Netherton syndrome is an inherited condition affecting some 1 in 200,000 individuals, where the skin of newborns lacks the ability to protect their bodies, resulting in dehydration and infections on the skin surface, which can spread throughout the body. The skin of infants with Netherton syndrome appears red and scaly, causing itchiness, which is often exacerbated leading to lesions and more infections.  The disease can affect the hair, and people with the condition also experience immune-system problems such as food allergies, asthma, or eczema, another skin disorder. There are currently no treatments for Netherton syndrome.

Azitra develops therapies for skin diseases based on common benign bacteria known as Staphylococcus epidermidis, or S. epidermidis found naturally on human skin. The company genetically alters the bacteria for the microbe to secrete therapeutic proteins directly to the skin surface. In this case, the engineered bacteria, code-named AZT-02, secretes the LEKT1 protein, usually found in healthy skin, but missing in people with Netherton syndrome. LEKT1 proteins help provide the skin’s protective barrier and aids in the growth of hair and development of lymphocytes, white blood cells in the immune system.

The project, led by Azitra founder and chief scientist Travis Whitfill and Jackson Lab microbiome researcher Julia Oh, is assessing the feasibility of engineered S. epidermidis in AZT-02 to secrete LEKT1 protein. The study is also expected to test AZT-02’s ability to reduce the severity of Netherton syndrome symptoms in preclinical lab cultures or animals. Today’s announcement by Azitra did not give a timetable for completing the study.

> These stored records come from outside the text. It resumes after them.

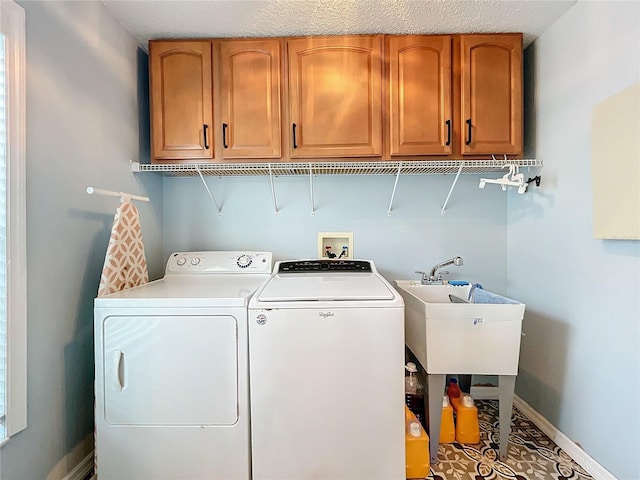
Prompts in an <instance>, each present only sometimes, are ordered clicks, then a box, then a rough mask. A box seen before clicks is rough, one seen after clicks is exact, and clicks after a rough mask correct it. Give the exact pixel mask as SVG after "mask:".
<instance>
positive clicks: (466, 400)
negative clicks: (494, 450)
mask: <svg viewBox="0 0 640 480" xmlns="http://www.w3.org/2000/svg"><path fill="white" fill-rule="evenodd" d="M456 441H457V442H458V443H479V442H480V426H479V425H478V407H476V406H475V405H474V404H473V398H471V395H464V396H463V397H462V401H461V402H460V405H459V407H458V411H457V413H456Z"/></svg>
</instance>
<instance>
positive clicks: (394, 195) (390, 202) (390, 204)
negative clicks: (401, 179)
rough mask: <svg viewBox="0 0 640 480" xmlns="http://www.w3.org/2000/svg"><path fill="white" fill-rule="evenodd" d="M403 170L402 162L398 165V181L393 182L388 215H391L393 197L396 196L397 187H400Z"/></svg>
mask: <svg viewBox="0 0 640 480" xmlns="http://www.w3.org/2000/svg"><path fill="white" fill-rule="evenodd" d="M401 170H402V162H400V164H399V165H398V171H397V172H396V181H395V182H393V192H391V200H390V201H389V208H388V209H387V216H388V217H390V216H391V207H392V206H393V199H394V198H395V196H396V188H397V187H398V179H399V178H400V171H401Z"/></svg>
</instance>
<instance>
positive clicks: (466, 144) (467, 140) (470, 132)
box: [464, 118, 471, 145]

Azitra is a 4 year-old company, and a spin-off enterprise from Yale University in New Haven, Connecticut, where Whitfill is a research scientist in pediatrics at the university’s medical school. Azitra is also a portfolio company of Breakout Labs, started by Silicon Valley entrepreneur and investor Peter Thiel, co-founder of PayPal and early venture backer of Facebook. Thiel’s goal is to provide initial funding and support for new enterprises practicing what he calls “radical science” that are often overlooked or rejected by traditional funding agencies and venture financiers.

The award for the project was made under NIH’s Small Business Innovation Research program that sets aside funding for small, early-stage businesses in the health care and life science fields. In the current (2018) fiscal year, NIH expects to channel more than $1 billion into its small business set-aside programs.